In a summary of its findings from the phase one investigation into the deal, the CMA said it did not believe Google had acquired material influence over Anthropic as a result of the partnership. The CMA said it looked at the risk of Google exercising influence over Anthropic at shareholder and/or board level, along with an assessment of Google’s own Vertex AI product.

“The available evidence did not indicate that Google has the ability to exercise material influence over Anthropic through the partnership,” the CMA concluded.

The CMA said it had considered the fact that Anthropic and Google offer two of the leading foundational AI models globally.

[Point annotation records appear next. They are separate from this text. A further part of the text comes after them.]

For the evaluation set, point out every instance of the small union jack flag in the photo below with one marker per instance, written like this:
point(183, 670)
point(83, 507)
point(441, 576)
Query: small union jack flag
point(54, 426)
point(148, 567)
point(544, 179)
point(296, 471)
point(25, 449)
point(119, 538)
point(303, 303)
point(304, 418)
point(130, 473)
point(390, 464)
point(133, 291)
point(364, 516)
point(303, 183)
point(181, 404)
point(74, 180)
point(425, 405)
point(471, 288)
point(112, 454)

However, given Anthropic’s turnover is below the £70m threshold, which is one of the criteria it takes into account when assessing whether to look further into a deal, pursuing this thread of investigation was not necessary.

The CMA is also looking at whether it should investigate Amazon’s partnership with Anthropic, due to the $4bn funding the AI startup received from Amazon. 

Some industry experts believe the CMA should continue looking at the foundation model market. Josh Mesout, chief innovation officer at Civo, said: “While the CMA has decided not to pursue an investigation into the Anthropic/Alphabet partnership, the broader concerns raised in the investigation about potential market concentration in AI remain valid.

“Over-dependence on a handful of major firms could still stifle innovation, limit consumer choice and potentially lead to a monopoly that favours Big Tech. Even without a formal investigation, it is the responsibility of everyone in the industry to ensure the AI market remains fair, competitive and conducive to ongoing technological advancement.”